Against a background of increasing cost pressure, a major UK retailer enlisted our services to assist them with renegotiating their media agency contract. The critical task was to unlock additional value from their investment, with a specific brief to leverage and repatriate savings from the marketing plan, effectively delivering the same for less.

The terms of the client’s media contract meant that incremental value from media buying performance had begun to dissipate, with over-deliveries from the existing contract now threatening future returns. Additionally, an increasing proportion of offline and online investment was not covered by trading commitments.

The agency’s Performance Based Remuneration Model was complex, thus incentivised the wrong planning and buying behaviours, creating unauthorised over-deliveries in poor quality environments.

Our Approach

We created baselines for all media spend related to fees, rates, and adtech. This enabled us to forecast a tangible and realistic savings target.

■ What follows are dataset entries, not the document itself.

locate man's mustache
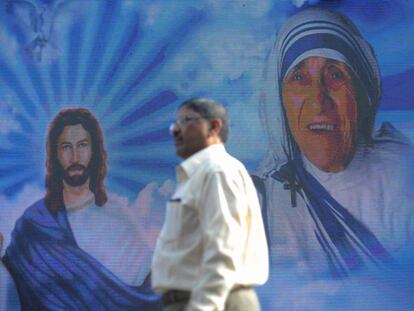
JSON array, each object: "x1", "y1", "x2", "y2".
[{"x1": 66, "y1": 163, "x2": 87, "y2": 173}]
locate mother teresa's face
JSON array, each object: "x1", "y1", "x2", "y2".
[{"x1": 282, "y1": 56, "x2": 358, "y2": 173}]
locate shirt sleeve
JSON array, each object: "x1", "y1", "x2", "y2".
[{"x1": 187, "y1": 170, "x2": 247, "y2": 311}]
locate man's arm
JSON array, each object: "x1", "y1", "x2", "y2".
[{"x1": 187, "y1": 170, "x2": 246, "y2": 311}]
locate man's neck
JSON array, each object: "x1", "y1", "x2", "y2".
[{"x1": 62, "y1": 181, "x2": 93, "y2": 206}]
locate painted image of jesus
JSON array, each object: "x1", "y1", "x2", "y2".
[{"x1": 1, "y1": 108, "x2": 162, "y2": 310}]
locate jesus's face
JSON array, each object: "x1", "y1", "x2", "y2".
[{"x1": 57, "y1": 124, "x2": 92, "y2": 186}]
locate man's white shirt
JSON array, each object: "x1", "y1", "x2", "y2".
[{"x1": 152, "y1": 144, "x2": 269, "y2": 311}]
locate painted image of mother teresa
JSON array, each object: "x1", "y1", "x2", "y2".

We also ran a workshop with key stakeholders to align and prioritise requirements.

From this, a bespoke RFP was created with clear objectives for both the commercial and buying models. The process delivered the following outcomes:

  • A simplified set of media pricing commitments capturing 100% of on/offline spend were implemented, driving significant improvement in overall value
  • Quality hurdles and buying KPIs were set, ensuring that communication levels would be maintained
  • The agency agreed to absorb over-deliveries outstanding from the previous contract
  • Buying controls relating to over and under delivery were implemented, and regular media value reconciliations were introduced to improve spend management
  • A formal measurement methodology was created to ensure all parties have a clear understanding of the new targets, metrics and the terms
  • Additional value was identified by the introduction of a more transparent programmatic operating model, agreed service deliverables and the formation of outcome-based digital targets set against client business KPIs

The Outcome

The project successfully over-achieved against the retailer’s cost challenge, creating >10% improved media value, thereby improving the performance terms of the contract and negating the requirement for an open pitch.

Our introduction of a bespoke mechanic ‘hard-wired’ budget savings into media plans, ensuring real PO savings could be leveraged and repatriated to the business.

We applied tighter buying controls to ensure the agency became accountable for minimising under/over-deliveries, and implemented a new system for reporting spend and tracking value delivery.

We introduced a new governance process empowering marketing to authorise over-deliveries beyond a minimum level, ensuring that budgets are always optimised and the right inventory is selected.

MediaSense now provide ongoing performance tracking reviews to monitor commitments at a faster pace, surfacing actionable insights that help the agency to fine tune delivery.